Fuente: CentralAmericanData

En Panamá la ley 31 de 2009 faculta a la Administración Tributaria a pagar una recompensa del 25% de toda suma que el Estado logre recaudar como consecuencia de una denuncia de evasión.

En su artículo de opinión en Prensa.com, Osvaldo Lau señala que el negocio de organizar oficinas que se “....dedican a las denuncias fiscales…han prosperado en otras jurisdicciones, por lo que no le “...asombraría ver a algún creativo organizar una empresa para realizar denuncias sobre evasiones, omisiones, retenciones, apropiaciones, defraudación de impuestos y demás infracciones al Código Fiscal.”

Señala que “...La oportunidad pareciera propicia porque la recompensa es atractiva, cual dama en su noche de bodas, pues la Ley 31 de 2009 ofrece el 25% de toda suma que el Fisco recaude como consecuencia de una denuncia, con el incentivo adicional de que el denunciante no está obligado a pagar impuesto alguno (tax free) sobre la recompensa que reciba.
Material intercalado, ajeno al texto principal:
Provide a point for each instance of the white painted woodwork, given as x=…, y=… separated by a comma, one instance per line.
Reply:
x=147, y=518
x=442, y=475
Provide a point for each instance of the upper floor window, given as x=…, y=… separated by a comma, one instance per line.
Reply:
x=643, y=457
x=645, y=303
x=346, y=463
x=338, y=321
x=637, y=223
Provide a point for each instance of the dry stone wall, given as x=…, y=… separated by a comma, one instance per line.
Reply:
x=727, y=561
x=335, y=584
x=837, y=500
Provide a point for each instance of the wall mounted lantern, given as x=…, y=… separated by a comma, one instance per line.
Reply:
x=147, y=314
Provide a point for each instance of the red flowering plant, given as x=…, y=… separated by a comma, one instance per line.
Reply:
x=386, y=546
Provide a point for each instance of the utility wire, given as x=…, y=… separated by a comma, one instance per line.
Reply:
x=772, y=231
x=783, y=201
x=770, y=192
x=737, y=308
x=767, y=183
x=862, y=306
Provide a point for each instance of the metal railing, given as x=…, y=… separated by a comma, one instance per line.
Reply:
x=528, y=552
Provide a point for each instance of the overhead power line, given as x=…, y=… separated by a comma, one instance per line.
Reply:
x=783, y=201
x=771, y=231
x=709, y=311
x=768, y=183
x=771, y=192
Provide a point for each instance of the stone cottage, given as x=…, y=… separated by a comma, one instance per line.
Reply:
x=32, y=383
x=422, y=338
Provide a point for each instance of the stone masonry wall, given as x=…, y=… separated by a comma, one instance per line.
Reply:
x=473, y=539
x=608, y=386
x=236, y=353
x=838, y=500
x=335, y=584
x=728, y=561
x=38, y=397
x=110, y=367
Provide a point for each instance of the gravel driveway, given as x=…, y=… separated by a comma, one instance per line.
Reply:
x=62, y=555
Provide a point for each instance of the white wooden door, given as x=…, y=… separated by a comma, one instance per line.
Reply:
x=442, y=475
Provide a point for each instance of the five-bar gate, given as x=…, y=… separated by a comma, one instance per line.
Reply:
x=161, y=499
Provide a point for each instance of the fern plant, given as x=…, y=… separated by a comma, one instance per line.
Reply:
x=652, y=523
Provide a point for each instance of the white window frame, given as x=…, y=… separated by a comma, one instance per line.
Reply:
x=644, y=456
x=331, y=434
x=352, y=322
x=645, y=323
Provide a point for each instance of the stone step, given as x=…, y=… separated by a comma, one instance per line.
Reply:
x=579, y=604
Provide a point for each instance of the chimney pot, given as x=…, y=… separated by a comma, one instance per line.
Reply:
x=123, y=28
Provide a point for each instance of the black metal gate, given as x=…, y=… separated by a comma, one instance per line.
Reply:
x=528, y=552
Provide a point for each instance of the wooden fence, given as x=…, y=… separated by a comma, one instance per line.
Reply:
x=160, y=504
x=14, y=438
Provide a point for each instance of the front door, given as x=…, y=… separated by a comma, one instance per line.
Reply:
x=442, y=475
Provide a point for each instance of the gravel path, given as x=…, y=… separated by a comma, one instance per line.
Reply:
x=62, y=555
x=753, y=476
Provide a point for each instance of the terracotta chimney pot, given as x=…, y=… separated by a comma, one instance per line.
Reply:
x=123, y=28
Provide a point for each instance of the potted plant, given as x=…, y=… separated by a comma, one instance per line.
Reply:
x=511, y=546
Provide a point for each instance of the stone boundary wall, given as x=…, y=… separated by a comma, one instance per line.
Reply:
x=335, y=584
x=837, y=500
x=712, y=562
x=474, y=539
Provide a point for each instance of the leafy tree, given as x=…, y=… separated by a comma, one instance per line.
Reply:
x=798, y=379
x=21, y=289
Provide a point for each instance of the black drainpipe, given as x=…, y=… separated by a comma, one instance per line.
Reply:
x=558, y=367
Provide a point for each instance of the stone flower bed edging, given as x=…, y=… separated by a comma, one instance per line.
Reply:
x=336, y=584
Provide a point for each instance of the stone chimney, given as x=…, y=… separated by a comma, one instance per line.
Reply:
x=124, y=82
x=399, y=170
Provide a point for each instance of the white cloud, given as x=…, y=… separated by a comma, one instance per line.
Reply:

Como quiera que el conocimiento es poder… conocer hechos que califican de evasión fiscal, propicia el poder de obtener ingresos importantes.”

“...Y todo ello es confidencial, pues la misma Ley 31 de 2009 obliga a la Administración Tributaria a guardar reserva sobre la identidad del denunciado y demás hechos de la denuncia, aunque curiosamente no establece sanciones para quien rompa la reserva. En cambio, si el mismo denunciante rompe la confidencialidad puede perder la recompensa.”